Soapbox Under the Bridge organizer Patrick Nolen has decided to change the paradigm of people speaking on behalf of the homeless, by training homeless people to advocate for themselves.
Nolen, who served as a community organizer at Sisters of The Road for three years until last year, is now one of the co-directors of Soapbox, a small nonprofit aimed at new solutions and new answers to homeless and low income issues, here in Portland and across the universe.
To that end, Nolen is about to start classes around community organizing for homeless people, "doing everything from how to write to your congressman to how to give a three minute speech to city council," he says. "Also, how to do a lobby visit. Everything from that to good interaction with police, how to be a peacekeeper at a march, how to give a good interview, and write a press release."

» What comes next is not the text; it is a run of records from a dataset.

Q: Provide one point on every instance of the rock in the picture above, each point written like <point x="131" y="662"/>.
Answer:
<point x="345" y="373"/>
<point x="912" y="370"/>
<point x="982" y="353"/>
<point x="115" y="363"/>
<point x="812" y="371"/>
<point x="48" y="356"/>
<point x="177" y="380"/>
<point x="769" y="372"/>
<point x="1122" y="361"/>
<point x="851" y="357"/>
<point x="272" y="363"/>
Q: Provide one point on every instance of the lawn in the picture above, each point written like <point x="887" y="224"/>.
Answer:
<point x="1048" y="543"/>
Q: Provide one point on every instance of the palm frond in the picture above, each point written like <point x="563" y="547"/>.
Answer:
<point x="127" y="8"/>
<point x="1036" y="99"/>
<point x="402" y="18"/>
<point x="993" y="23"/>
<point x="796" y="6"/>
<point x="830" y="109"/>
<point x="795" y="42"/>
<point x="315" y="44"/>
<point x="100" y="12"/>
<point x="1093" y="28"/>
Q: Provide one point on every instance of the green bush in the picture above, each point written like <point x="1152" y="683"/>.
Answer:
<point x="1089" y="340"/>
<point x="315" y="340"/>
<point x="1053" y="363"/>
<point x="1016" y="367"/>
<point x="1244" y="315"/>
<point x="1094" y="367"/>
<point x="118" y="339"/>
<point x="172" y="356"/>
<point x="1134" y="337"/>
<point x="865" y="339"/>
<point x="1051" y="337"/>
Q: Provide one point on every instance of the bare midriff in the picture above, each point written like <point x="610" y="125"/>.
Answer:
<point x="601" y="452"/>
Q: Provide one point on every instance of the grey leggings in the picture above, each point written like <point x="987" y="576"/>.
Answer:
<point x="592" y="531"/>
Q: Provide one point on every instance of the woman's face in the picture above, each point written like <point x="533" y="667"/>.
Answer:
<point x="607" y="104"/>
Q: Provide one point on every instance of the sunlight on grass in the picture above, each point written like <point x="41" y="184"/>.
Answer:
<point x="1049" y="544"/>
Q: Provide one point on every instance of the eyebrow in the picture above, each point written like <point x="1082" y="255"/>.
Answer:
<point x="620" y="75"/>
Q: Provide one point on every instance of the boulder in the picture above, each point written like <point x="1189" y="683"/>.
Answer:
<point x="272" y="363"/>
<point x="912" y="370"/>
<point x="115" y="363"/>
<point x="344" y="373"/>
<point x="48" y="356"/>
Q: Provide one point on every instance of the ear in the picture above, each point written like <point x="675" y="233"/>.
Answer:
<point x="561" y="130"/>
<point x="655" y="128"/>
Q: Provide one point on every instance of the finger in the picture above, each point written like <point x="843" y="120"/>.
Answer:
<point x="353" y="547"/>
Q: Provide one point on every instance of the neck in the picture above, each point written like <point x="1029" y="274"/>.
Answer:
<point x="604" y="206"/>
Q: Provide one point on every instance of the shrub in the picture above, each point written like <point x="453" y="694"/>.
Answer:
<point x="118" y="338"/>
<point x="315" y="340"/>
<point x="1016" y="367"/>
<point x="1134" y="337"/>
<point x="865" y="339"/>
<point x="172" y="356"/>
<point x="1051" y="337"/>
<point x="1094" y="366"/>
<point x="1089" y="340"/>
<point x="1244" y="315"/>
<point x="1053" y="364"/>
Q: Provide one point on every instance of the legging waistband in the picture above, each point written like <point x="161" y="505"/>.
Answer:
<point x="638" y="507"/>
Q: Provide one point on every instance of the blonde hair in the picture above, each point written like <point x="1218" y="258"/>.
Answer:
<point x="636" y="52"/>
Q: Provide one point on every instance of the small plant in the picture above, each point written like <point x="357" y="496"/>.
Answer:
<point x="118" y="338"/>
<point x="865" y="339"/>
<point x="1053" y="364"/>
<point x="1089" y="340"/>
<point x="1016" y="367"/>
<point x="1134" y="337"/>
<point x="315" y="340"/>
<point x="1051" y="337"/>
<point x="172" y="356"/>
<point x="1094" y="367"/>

"I think there are other people that recognize this as an issue," says Nolen. "But it's not appearing to be done on a grand scale. If you look at the history of organizing, the best organizing work ever done is actually by the people affected by the problem. You can have people do the work for you, and do the organizing for you, and go cry out at city hall for you. But until you get people who are affected by the problem, you're missing part of your credibility."
"I was homeless for about eight years here in Portland," says Nolen. "And I learned a lot through both volunteering and my stint as an organizer. It's a skillset that I've learned, that I hope to transfer to a lot of other people and help them garner."
The trainings are planned for the next couple of months.
"They're a direct response to my experience over the last four or five years," he says. "Where I really realized that if you want something to go your way at city hall, you can't just have the logical, humane answer. You have to have a deep, resounding voice from a lot of people. The more people who receive this kind of training, the more powerful we are."